The ruling issued late Tuesday says more detainees are entitled to bond hearings. The detainees on hunger strike have criticized the lack of bond hearings at the Tacoma facility, as well as high bond amounts that are often prohibitive for immigrant families to post
Matt Adams, an attorney with the Northwest Immigrant Rights Project in Seattle, said the ruling will give more immigrants facing deportation their day in court.
“No one is automatically going to be released, and no one is automatically going to be detained," Adams said. "It’s going to give them a fair hearing and that’s what we’re trying to focus on — that everybody gets their fair opportunity to explain why they shouldn’t be separated from their family, their friends or their employment.”

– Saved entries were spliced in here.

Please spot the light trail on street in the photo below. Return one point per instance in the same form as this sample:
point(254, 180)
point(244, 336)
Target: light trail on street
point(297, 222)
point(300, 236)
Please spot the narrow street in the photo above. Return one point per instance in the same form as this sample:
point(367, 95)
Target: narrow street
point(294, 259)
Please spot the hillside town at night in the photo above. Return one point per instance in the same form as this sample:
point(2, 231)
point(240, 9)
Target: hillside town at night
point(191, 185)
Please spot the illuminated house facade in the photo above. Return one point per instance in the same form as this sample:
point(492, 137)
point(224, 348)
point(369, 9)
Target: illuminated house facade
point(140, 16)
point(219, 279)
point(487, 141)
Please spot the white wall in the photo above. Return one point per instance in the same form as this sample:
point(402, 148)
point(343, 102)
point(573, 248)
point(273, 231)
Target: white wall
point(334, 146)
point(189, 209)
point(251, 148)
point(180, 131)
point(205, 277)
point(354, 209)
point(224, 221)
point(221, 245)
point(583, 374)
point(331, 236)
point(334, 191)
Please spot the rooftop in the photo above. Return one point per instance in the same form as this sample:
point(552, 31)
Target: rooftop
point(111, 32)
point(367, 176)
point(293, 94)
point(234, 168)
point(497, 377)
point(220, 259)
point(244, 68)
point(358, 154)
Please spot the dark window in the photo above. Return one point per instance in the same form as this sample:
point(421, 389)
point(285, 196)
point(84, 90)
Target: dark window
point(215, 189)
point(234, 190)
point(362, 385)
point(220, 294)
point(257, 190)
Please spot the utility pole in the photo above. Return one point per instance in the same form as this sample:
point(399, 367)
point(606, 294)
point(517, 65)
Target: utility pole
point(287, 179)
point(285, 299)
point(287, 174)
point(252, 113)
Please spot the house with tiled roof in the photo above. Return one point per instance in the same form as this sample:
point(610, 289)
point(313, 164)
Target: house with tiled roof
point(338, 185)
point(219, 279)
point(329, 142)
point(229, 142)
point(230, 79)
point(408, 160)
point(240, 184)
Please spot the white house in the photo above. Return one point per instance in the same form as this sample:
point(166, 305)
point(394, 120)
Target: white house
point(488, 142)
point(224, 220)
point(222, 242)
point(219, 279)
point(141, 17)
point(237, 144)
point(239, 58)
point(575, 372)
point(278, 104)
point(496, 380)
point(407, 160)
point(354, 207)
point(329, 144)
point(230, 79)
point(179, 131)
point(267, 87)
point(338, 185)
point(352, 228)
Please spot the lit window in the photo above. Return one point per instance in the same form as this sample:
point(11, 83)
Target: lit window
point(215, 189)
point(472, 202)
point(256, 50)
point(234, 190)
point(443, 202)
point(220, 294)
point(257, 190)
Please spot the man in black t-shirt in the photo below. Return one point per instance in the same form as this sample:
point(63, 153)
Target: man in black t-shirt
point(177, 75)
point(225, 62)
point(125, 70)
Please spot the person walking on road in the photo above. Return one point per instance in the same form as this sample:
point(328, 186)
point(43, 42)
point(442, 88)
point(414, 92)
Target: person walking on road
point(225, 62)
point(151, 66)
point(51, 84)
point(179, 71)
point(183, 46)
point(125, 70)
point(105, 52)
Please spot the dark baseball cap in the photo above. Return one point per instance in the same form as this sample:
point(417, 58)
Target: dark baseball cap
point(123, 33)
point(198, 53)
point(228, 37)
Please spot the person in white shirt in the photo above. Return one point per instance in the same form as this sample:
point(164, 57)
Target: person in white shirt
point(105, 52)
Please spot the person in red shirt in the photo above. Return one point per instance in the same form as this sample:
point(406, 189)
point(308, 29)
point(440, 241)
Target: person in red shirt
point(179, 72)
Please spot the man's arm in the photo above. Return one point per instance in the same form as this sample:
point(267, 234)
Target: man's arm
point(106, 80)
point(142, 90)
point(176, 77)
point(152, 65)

Without the chance to post bond, detainees can face months in limbo behind bars while their immigration case proceeds.
Adams said this ruling applies in cases where people have been released from the criminal justice system, back into the community, but were later picked up by immigration officials — sometimes years later — and placed in mandatory detention.
The ruling says these detainees should be given the opportunity for a bond hearing. And that it’s up to an immigration judge to decide which individuals should be locked up or released while their case is pending.
During a bond hearing, an immigration judge determines whether a detainee is considered a flight risk or a danger to the community in deciding whether to set bond and the amount of the bond if one is set.